Gabon : Le gouvernement ouvre les réseaux d’eau et d’électricité aux investisseurs privés

Face aux difficultés persistantes d’approvisionnement en eau et en électricité, le président Brice Clotaire Oligui Nguema appelle le secteur privé à participer à la réhabilitation et à l’extension des réseaux de transport et de distribution. L’objectif est de mobiliser des capitaux pour améliorer la qualité du service et mieux valoriser les capacités de production existantes.
Le Gabon veut élargir la participation du secteur privé au développement de ses infrastructures d’eau et d’électricité. Dans son discours à la Nation prononcé à l’occasion du 66ᵉ anniversaire de l’indépendance, le président Brice Clotaire Oligui Nguema a appelé les investisseurs disposant de capitaux et d’expertise technique à s’engager dans le transport et la distribution de ces deux services essentiels.

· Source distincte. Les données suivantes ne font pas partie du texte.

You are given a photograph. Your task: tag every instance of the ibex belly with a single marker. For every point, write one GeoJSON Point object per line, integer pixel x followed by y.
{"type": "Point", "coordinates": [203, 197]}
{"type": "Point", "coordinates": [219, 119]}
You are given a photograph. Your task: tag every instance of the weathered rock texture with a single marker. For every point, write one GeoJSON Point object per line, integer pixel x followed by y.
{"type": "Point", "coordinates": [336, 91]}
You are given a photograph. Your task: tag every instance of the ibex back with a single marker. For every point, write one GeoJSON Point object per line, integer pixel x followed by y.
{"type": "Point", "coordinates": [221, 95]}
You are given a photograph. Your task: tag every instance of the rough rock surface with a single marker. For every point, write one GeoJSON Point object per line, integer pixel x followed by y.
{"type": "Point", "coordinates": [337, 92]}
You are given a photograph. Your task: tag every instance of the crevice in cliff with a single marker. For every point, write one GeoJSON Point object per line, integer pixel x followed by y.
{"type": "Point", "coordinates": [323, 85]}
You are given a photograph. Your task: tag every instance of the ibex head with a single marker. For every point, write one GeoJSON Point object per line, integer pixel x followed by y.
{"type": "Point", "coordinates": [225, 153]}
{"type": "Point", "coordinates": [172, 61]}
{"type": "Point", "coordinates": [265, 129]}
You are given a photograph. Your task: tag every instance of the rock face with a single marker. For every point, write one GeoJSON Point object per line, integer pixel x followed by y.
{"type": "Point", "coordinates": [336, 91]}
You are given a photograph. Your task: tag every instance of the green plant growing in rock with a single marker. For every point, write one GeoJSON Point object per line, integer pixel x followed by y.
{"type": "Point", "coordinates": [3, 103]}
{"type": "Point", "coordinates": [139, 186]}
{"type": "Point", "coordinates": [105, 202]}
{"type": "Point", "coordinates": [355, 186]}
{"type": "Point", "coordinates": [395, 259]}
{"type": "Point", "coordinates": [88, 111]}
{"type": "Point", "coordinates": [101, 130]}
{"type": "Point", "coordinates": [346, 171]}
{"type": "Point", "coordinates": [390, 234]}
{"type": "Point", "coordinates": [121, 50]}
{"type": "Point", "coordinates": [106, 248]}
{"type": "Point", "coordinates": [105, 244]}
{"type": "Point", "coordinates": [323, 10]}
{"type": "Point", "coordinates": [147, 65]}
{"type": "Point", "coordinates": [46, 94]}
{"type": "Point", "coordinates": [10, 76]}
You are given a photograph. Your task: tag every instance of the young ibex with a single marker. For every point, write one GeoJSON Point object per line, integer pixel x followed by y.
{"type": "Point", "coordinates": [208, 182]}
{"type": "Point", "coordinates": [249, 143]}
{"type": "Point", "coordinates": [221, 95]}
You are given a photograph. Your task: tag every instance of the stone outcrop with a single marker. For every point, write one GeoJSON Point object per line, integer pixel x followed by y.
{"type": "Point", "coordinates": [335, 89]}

Cette orientation part d’un constat. Malgré les efforts consentis pour accroître les capacités de production, de nombreux ménages et entreprises continuent de subir des interruptions d’électricité et des difficultés d’approvisionnement en eau. Pour les autorités, les contraintes ne se situent donc plus uniquement au niveau de la production. Elles concernent également la capacité des réseaux à acheminer et distribuer efficacement l’eau et l’électricité.
La réhabilitation des infrastructures vieillissantes, leur maintenance et l’extension des réseaux apparaissent ainsi comme les principaux chantiers à engager. L’objectif est de réduire les pertes et les interruptions, tout en permettant aux capacités de production existantes de bénéficier pleinement aux consommateurs.

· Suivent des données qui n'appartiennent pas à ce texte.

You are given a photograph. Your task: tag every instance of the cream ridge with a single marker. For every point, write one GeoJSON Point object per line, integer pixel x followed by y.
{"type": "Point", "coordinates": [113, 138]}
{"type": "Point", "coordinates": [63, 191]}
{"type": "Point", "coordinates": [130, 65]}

Le privé appelé à financer les réseaux
L’appel du chef de l’État ouvre la voie à une implication accrue des investisseurs privés dans ces infrastructures. Les entreprises capables d’apporter des financements, des compétences techniques et des solutions technologiques pourraient ainsi participer à la modernisation des réseaux.
Les modalités de cette ouverture restent toutefois à préciser. Partenariats public-privé, concessions ou autres mécanismes de financement, le choix du modèle déterminera en grande partie la capacité du Gabon à attirer des capitaux sur des infrastructures nécessitant des investissements lourds et des engagements de long terme.
La mise en place d’un cadre juridique stable, de règles transparentes et de mécanismes de rémunération prévisibles sera donc déterminante pour sécuriser les investissements. Dans un secteur où les retours financiers s’inscrivent dans la durée, la visibilité réglementaire constitue un élément central de la décision des investisseurs.
L’équilibre entre rentabilité et service public
L’ouverture au privé pose également la question de la régulation. L’eau et l’électricité demeurent des services essentiels. L’amélioration de leur performance ne peut donc être dissociée des exigences de continuité, de qualité et d’accessibilité.
Pour les ménages et les entreprises, l’objectif attendu reste avant tout une amélioration du service. Des réseaux plus fiables doivent permettre de limiter les interruptions, de sécuriser l’activité économique et de renforcer l’accès aux services essentiels.
Le gouvernement entend parallèlement agir sur la demande et la gestion des infrastructures. Le paiement régulier des factures, la réduction des pertes commerciales et la lutte contre les actes de sabotage sont présentés comme des conditions nécessaires à la rentabilisation des investissements futurs.
Libreville pourrait constituer l’un des premiers terrains d’intervention en raison de son poids démographique et économique. Mais l’enjeu dépasse la capitale. La modernisation des réseaux devra également répondre aux besoins des autres centres urbains et des zones moins attractives pour les investisseurs privés.
L’ouverture du transport et de la distribution de l’eau et de l’électricité au secteur privé constitue ainsi un changement d’approche dans la politique d’infrastructures du Gabon. Sa réussite dépendra de la capacité des pouvoirs publics à rendre les projets bancables tout en maintenant les impératifs de service public.